Certainly long awaited and definitely highly anticipated, the second album from British alternative/electro rockers Suzerain confirms the London quintet as one of the country’s brightest and most compelling propositions. Twelve tracks which are as eclectic as they are imaginative but firmly set in the distinct Suzerain sound, Identity is aural magnetism sure to eclipse the success, as it does the impressive qualities, of debut album Midnight In The Drawn City of 2011 and the A Mirror Now EP released a year later.
Recorded over the best parts of 2014 and 2015 producer Steve Lyon (Depeche Mode, The Cure, Siouxsie Sioux), Identity is a brooding bundle of songs built on social and emotive drama and wrapped in cinematic atmospherics and adventure.
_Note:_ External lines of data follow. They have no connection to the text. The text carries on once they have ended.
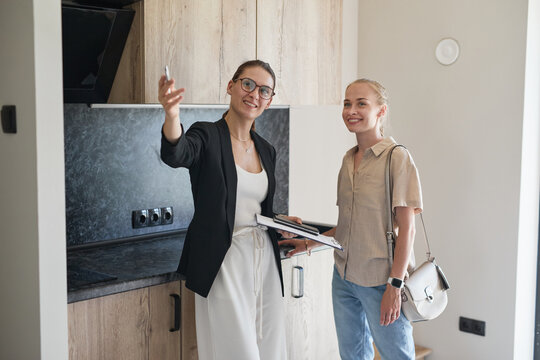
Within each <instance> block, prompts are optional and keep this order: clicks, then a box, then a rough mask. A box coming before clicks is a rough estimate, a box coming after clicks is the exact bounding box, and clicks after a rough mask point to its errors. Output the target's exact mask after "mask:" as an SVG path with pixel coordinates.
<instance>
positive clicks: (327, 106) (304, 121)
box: [289, 0, 358, 224]
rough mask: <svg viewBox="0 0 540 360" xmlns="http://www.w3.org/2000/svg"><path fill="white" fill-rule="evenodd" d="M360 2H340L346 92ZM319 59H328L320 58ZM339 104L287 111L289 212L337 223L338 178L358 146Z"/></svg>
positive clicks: (344, 0)
mask: <svg viewBox="0 0 540 360" xmlns="http://www.w3.org/2000/svg"><path fill="white" fill-rule="evenodd" d="M357 14H358V1H357V0H343V33H342V47H343V54H342V63H341V76H339V75H338V74H336V81H340V82H341V85H342V86H341V87H342V89H343V91H342V92H343V93H344V92H345V91H344V89H345V87H346V86H347V84H349V83H350V82H351V81H353V80H355V79H356V77H357V73H358V56H357V50H358V24H357V22H358V21H357ZM320 56H328V54H321V55H320ZM341 108H342V107H341V105H331V106H292V107H291V110H290V154H289V156H290V162H289V166H290V169H289V179H290V180H289V213H290V214H291V215H296V216H300V217H301V218H303V219H308V220H311V221H318V222H323V223H327V224H337V215H338V211H337V206H336V194H337V175H338V172H339V169H340V167H341V160H342V158H343V155H344V154H345V152H346V151H347V150H348V149H350V148H351V147H352V146H354V145H355V144H356V141H355V138H354V136H353V135H351V134H350V133H349V132H348V131H347V128H346V127H345V124H344V123H343V120H342V118H341Z"/></svg>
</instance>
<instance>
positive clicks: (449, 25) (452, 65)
mask: <svg viewBox="0 0 540 360" xmlns="http://www.w3.org/2000/svg"><path fill="white" fill-rule="evenodd" d="M358 14H359V16H358V26H359V29H358V34H359V51H358V71H359V75H360V76H361V77H370V78H373V79H376V80H379V81H380V82H382V83H383V84H384V85H385V86H386V87H387V89H388V91H389V94H390V124H391V127H392V128H391V133H392V134H393V135H394V136H395V137H396V139H397V140H398V141H399V142H402V143H404V144H405V145H407V146H408V148H409V149H410V151H411V152H412V154H413V157H414V158H415V161H416V163H417V165H418V168H419V171H420V176H421V180H422V185H423V194H424V208H425V220H426V223H427V228H428V232H429V234H430V239H431V242H432V244H431V245H432V250H433V252H434V254H435V255H436V256H437V259H438V260H439V262H440V264H441V265H442V267H443V269H444V270H445V272H446V274H447V276H448V278H449V280H450V283H451V285H452V289H451V290H450V292H449V305H448V307H447V310H446V311H445V313H444V314H443V315H442V316H441V317H440V318H438V319H436V320H434V321H431V322H428V323H422V324H417V325H415V339H416V341H417V342H418V343H420V344H422V345H425V346H429V347H431V348H433V349H434V353H433V354H432V355H431V356H430V359H432V360H440V359H512V358H515V359H520V360H521V359H527V358H531V357H532V341H531V335H532V334H533V328H532V327H531V326H530V325H531V324H532V322H529V324H528V328H527V329H525V332H527V334H528V335H529V336H528V337H526V338H525V339H515V337H514V334H515V326H517V322H516V319H515V315H516V309H517V308H519V307H520V306H521V303H516V295H517V292H516V287H517V286H519V284H518V283H517V282H516V276H517V270H518V239H519V240H521V239H525V238H527V239H528V241H527V244H525V248H523V249H520V253H524V252H525V253H529V254H530V253H531V252H533V253H534V255H533V256H535V255H536V240H535V239H537V227H536V229H534V230H533V231H531V227H530V226H528V227H527V228H526V229H524V231H525V232H523V233H522V232H520V231H518V230H519V229H520V228H519V225H520V218H519V215H520V209H521V211H533V212H536V214H537V212H538V187H537V188H536V197H535V198H534V199H533V200H534V202H535V204H534V207H533V208H532V209H531V207H530V206H529V207H527V208H525V209H524V208H522V207H520V196H521V199H522V198H523V195H522V194H520V184H521V183H522V178H521V177H522V167H521V165H522V146H523V142H522V132H523V130H524V129H523V125H524V124H523V115H524V113H523V97H524V75H525V46H526V29H527V1H526V0H515V1H511V2H510V1H491V0H477V1H470V0H455V1H433V0H417V1H413V2H411V1H401V0H389V1H361V2H360V5H359V13H358ZM445 37H453V38H455V39H457V41H458V42H459V43H460V45H461V55H460V57H459V59H458V60H457V62H456V63H455V64H453V65H451V66H442V65H440V64H439V63H438V62H437V61H436V60H435V57H434V49H435V46H436V45H437V42H438V41H439V40H440V39H442V38H445ZM537 64H538V63H536V66H537ZM535 99H536V100H535V101H536V102H537V99H538V97H536V98H535ZM537 121H538V119H536V122H537ZM536 131H537V130H536ZM533 151H536V153H532V154H531V157H530V158H527V162H529V163H531V162H534V161H536V163H538V150H537V149H533ZM531 160H532V161H531ZM523 161H525V159H523ZM537 166H538V165H536V167H537ZM529 175H530V176H533V177H536V180H535V183H536V184H538V171H536V172H534V171H533V173H532V174H529ZM529 175H528V176H529ZM533 183H534V181H533ZM527 195H531V194H527ZM532 195H533V196H534V194H532ZM536 226H538V217H537V216H536ZM417 239H421V238H419V237H417ZM531 239H533V241H531ZM519 244H521V242H519ZM422 250H423V247H422V243H421V242H420V241H419V242H418V243H417V256H418V257H419V258H421V257H422ZM529 263H530V261H529ZM524 271H526V272H527V276H528V278H529V279H530V278H531V276H534V270H532V269H531V266H527V267H526V269H524ZM531 271H532V273H531ZM522 275H523V274H522ZM529 285H530V281H529ZM522 289H523V288H522ZM520 295H521V296H524V297H526V298H527V299H534V296H535V287H529V288H528V289H527V291H526V292H520ZM520 301H521V300H520ZM526 301H527V302H529V301H530V300H526ZM531 310H534V307H533V309H531V308H530V306H528V307H527V308H526V312H527V314H526V316H529V318H530V319H533V318H534V312H532V313H531ZM459 316H466V317H471V318H475V319H480V320H484V321H486V322H487V326H486V336H485V337H480V336H476V335H472V334H467V333H463V332H459V330H458V318H459ZM518 347H520V348H522V349H525V350H524V351H523V352H521V355H520V356H517V355H516V357H514V355H515V354H518V353H517V352H516V353H515V350H516V349H517V348H518ZM521 356H524V357H521Z"/></svg>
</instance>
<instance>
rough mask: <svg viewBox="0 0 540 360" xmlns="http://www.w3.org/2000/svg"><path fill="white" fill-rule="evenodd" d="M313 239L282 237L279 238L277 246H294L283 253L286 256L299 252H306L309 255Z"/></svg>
mask: <svg viewBox="0 0 540 360" xmlns="http://www.w3.org/2000/svg"><path fill="white" fill-rule="evenodd" d="M313 243H314V242H313V241H311V240H308V239H297V238H295V239H284V240H279V241H278V245H279V246H294V249H292V250H291V251H289V252H288V253H286V254H285V256H286V257H291V256H293V255H296V254H300V253H303V252H305V253H307V254H308V255H311V249H312V248H313V247H314V245H313Z"/></svg>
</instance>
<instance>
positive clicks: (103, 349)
mask: <svg viewBox="0 0 540 360" xmlns="http://www.w3.org/2000/svg"><path fill="white" fill-rule="evenodd" d="M179 307H180V282H179V281H174V282H170V283H166V284H162V285H157V286H151V287H147V288H143V289H138V290H132V291H127V292H124V293H119V294H114V295H108V296H103V297H99V298H95V299H90V300H85V301H80V302H75V303H71V304H68V326H69V358H70V359H71V360H76V359H81V360H93V359H96V360H104V359H105V360H107V359H111V360H118V359H130V360H137V359H156V360H157V359H159V360H168V359H175V360H178V359H181V331H180V328H181V327H180V324H179V323H178V321H179V320H180V318H179V317H178V316H180V314H179V313H178V312H179V311H180V308H179Z"/></svg>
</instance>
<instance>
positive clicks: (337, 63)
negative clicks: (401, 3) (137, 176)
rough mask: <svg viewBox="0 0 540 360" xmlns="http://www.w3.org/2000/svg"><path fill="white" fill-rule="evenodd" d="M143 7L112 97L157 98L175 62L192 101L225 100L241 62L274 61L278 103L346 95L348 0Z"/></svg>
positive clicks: (219, 1)
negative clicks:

It is also the provider of some of the most virulently catchy encounters likely to be heard this year among other captivating proposals which simply devout the imagination for matching success.
Identity opens up with its title track, a brief and gentle yet dystopian hued instrumental which has thoughts provoked before ears and appetite become enthralled by the following Anytime. The fact the song carries, from its first evocative breath, a creative nature and drama very reminiscent of brilliant eighties band Comsat Angels does it no harm at all; rampant rhythms and the melancholic lure of vocalist Thomas Pether adding to the irresistible temptation on offer. With the bass of Mike Smith as dramatically vocal as the rolling beats of Ben Howe, the song grips attention, tempting and enslaving within its first minute of dramatically emotive seduction.
Dark Dark has the unenviable task of following the outstanding track, taking the challenge successfully in its creative hands as fizzing keys from Matt Constantine hug the distinct and expressive tones of Pether. Melodies proceed to blossom in the dark shadows lining the track, rhythms again a pungent scent in the heady and enjoyably imposing rock ‘n’ roll of the song. Increasingly more off-kilter, bordering on deranged with each passing minute as keys bring fresh discord, the band uncages already another major pinnacle in Identity, backing it up with equal invention through I Know You So Well. Swiftly shaped by the suggestive chords and melodies of guitarist Rich Summers as rhythmic drama again provides a riveting skeleton to the sonic theatre of Summers and Constantine, the song even with its unique character again reminds of the earlier mentioned Sheffield hailing post punk band, only beguiling with its sombre yet vibrant croon.
The brilliant Good Day steps up next; a track which lit up the band’s last EP and still dominates ears and lusty pleasure with its imaginative confrontation. Jabbing beats are a relentless lure, their attitude matched by the snarl of Pether’s vocals and the volatile simmer and melodic trespass of the keys. A cauldron of enterprise bubbling with volcanic energy, the song alone puts Suzerain at the top table of British rock bands, and as those before it do, is soon backed up by the likes of Frenzy and Edging Out. The first of the pair is a mellower caress on the ear but just as rich in emotive shadows and melodic drama while the second has an industrial air around its similar heart sharing lyrical and aural tenderness. Both songs but especially the latter, has a hint of Nine Inch Nails to their emotive atmospheres as the album shows further variety in its broadening adventure.
The excellent pop infected Always strolls in next, bubbling keys and firm beats skirting the warm tones of Pether as a contagious enterprise simmers and bursts within ears. As always, there is an underlying shadow to emotion and invention which adds darker colour to contrast the lighter shades revelling in the song’s bold catchiness and floating harmonies. There is no resisting its charm and tempting before it makes way for the gorgeous theatre of Palm Of Her Hand. Bass and drums are in full noir fuelled flow as vocals and keys almost punch their respective words and melodies into the imagination. Taking best track honours, it is anthemic alchemy with a hint of Muse to it, though it is hard to remember that band making as big an impact as this with any song in recent years.
The sombre slightly baroque balladry of 200 slows the energy of the album but not its raw lure, especially with the melancholic strains of Constantine’s cello sighing in ears as a stark landscape, emotionally and suggestively, is laid. From its low key but potent proposition, Black & White brews its own brooding landscape of voice, emotion, and aural endeavour next with rhythms again providing striking bait.
Closing with the arresting might of Hide Yourself, rhythms once more a magnetic seizing of ears and appetite matched in creative and persuasive kind by the sonic fascination cast by guitars and keys as Pether transfixes, Identity never misses a beat in thrilling and disarming the senses. Easily the Suzerain’s finest hour to date, the album is also one of the most impressive moments for UK rock ‘n’ roll this year so far with few encounters destined to rival it ahead we suspect.
Identity is out now via BrainZone/Republic of Music.